The UN Convention on the Rights of the Child

 

The UN Convention on the Rights of the Child

The Convention, recognises for the first time that all children have full civil, social, political, cultural and economic rights, which must be promoted and protected by all. The agreement formulates principles valid worldwide in the approach to children regardless of social, cultural, ethnic or religious background. Since then, children, boys and girls are recognised as persons and citizens with rights, able to actively participate in family, social, cultural and civic life.

The Convention was ratified by Italy on 27 May 1991 with Law No. 176, thus becoming State law and fully applicable in Italian territory. Today, 196 states have ratified the Convention. Worldwide, only the United States has not legally bound itself to respect the rights recognised by the Convention.

The Convention consists of 54 articles and the text is divided into three parts:
  • the first part contains the enunciation of rights (Arts. 1-41);
  • the second part identifies the bodies in charge and the modalities for the improvement and monitoring of the Convention (Arts. 42-45);
  • the third part describes the ratification procedure (Arts. 46-54).
The Convention provides for 4 fundamental principles, which must inform all the articles stated:
  • Non-discrimination (Art. 2): the rights enshrined in the Convention must be guaranteed to all persons who are minors, without distinction as to race, sex, language, religion, opinion of the child, girl or boy, or of the parents.
  • Best interests (Art. 3): In every decision, law, policy, measure, or public or private initiative, the best interests of the child must be considered and given priority.
  • Right to life, survival and development (Art. 6): States must commit the maximum available resources to protect the life and healthy development of children, including through international cooperation.
  • Listening to the views of the child (Art. 12): Children must be heard in all decision-making processes affecting them, and their perspectives, ideas and opinions must be taken into account.

To the UN Convention on the Rights of the Child three Optional Protocols are added, on specific topics. The first Optional Protocol concerns the sale, prostitution and pornography representing persons under the age of 18. The second Optional Protocol concerns the involvement of underage persons in armed conflicts. The third Protocol, on complaints procedures, provides, for the first time, remedies against violations of the fundamental rights of underage persons recognised by the CRC and the other two Optional Protocols, and will enable the defence of the rights of underage persons through the submission of reports or actual complaints to the UN Committee on the Rights of the Child, based in Geneva.

Italy has ratified all three Optional Protocols, thus being fully applicable in Italian territory.

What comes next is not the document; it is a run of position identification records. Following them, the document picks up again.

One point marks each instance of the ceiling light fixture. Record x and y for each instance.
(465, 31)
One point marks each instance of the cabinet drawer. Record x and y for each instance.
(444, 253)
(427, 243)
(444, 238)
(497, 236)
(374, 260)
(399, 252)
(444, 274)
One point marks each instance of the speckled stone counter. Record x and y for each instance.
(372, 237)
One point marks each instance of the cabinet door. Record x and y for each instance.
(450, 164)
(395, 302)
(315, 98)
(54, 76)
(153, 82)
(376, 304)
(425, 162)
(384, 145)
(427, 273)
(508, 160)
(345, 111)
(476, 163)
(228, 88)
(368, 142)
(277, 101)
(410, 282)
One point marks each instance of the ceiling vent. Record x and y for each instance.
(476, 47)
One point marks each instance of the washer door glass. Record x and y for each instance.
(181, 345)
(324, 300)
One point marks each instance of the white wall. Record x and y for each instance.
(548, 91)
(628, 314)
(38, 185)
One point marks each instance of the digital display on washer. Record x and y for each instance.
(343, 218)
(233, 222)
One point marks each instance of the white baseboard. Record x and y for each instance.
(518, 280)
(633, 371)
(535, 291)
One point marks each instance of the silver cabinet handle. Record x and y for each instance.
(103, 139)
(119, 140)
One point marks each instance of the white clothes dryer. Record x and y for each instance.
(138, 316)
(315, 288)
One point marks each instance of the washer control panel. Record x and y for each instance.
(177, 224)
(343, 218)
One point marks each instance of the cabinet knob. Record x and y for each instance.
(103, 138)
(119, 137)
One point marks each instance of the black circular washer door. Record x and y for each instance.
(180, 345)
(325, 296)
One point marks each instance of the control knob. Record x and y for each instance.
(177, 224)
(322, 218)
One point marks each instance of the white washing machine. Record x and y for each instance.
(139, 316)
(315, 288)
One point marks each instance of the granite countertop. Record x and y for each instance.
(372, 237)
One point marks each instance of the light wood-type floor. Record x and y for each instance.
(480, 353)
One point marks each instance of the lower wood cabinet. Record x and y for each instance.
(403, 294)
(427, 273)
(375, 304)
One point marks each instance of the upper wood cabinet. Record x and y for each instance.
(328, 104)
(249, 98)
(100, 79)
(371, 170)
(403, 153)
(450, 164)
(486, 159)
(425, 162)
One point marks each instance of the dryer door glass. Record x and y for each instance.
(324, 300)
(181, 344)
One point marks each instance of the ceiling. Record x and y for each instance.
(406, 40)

Founded in 1979 by Nigel Cantwell and Canon Moerman, the global movement Defence for Children International actively contributed to the drafting process of the Convention on the Rights of the Child (CRC), which was adopted on 20 November 1989 at the United Nations General Assembly.

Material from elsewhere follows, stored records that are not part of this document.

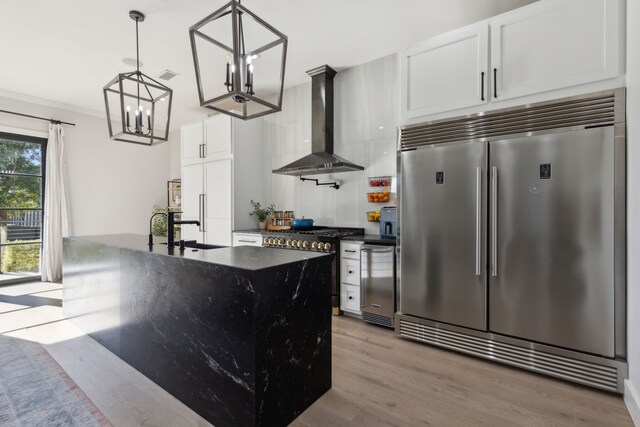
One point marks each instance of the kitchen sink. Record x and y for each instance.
(195, 245)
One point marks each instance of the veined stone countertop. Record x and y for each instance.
(242, 257)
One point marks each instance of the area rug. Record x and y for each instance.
(35, 390)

Defence for Children International positions itself as one of the leading movements for the Rights of the Child, overseeing and promoting the effective implementation of the United Nations Convention on the Rights of the Child (UNCRC) at local, national and international levels. Our vision is for every child, boy and girl everywhere to lead an existence in which they can enjoy their human rights with dignity, in a just and responsible society. In everything we do, we aspire to work in a transparent, accountable, sustainable and socially transformative way.

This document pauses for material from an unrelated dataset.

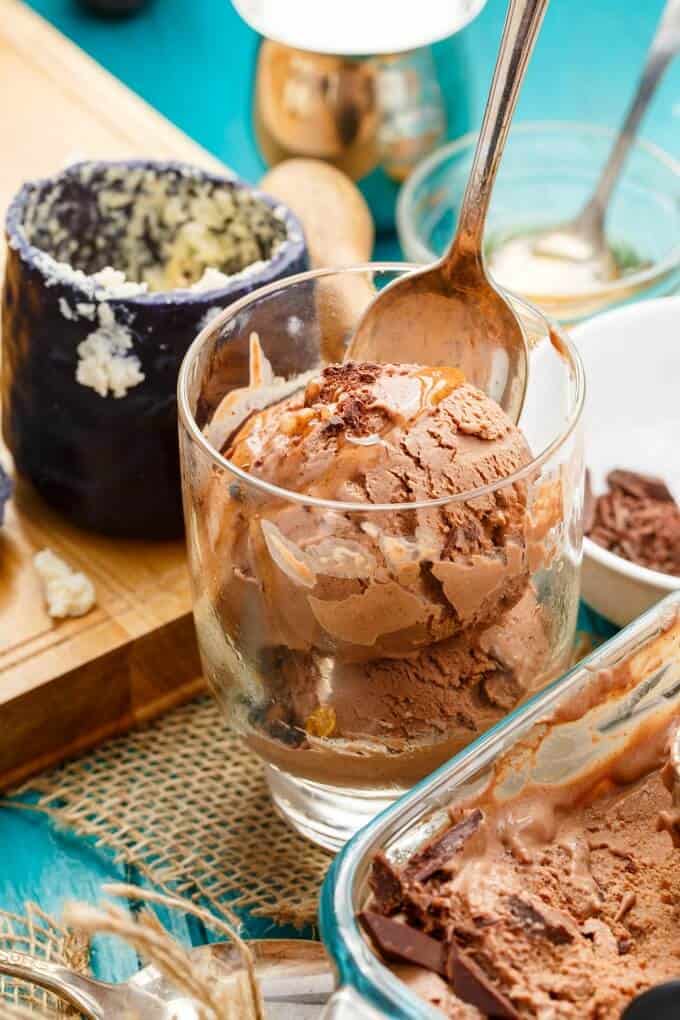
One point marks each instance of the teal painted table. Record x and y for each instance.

Defence for Children Italy uses the UN Convention on the Rights of the Child as its primary reference and as a real practical tool. All monitoring, analysis, advocacy and experimentation actions are based on the principles enshrined in the CRC. To understand more about how we view and use the CRC, read more about our approach here.

 

 

The world through the eyes of children: their images, their rights

The evocative collection of images that Steve McCurry proposes in the exhibition "Children", on show at the Palazzo Ducale in Genoa from 25 November 2023 to 10 March 2024, brings us closer to situations that, although distant, look at us and concern us.

The children portrayed by the American photographer are part of our own humanity and demonstrate, in the silence of the images, how it is possible to adapt "philosophically" in a world created by adults, even when this is unsuitable and uncongenial. In this perspective, the photographic exhibition meets the vision and action of Defence for Children International Italia, an organisation committed worldwide to working with and for children with the aim of promoting their human rights.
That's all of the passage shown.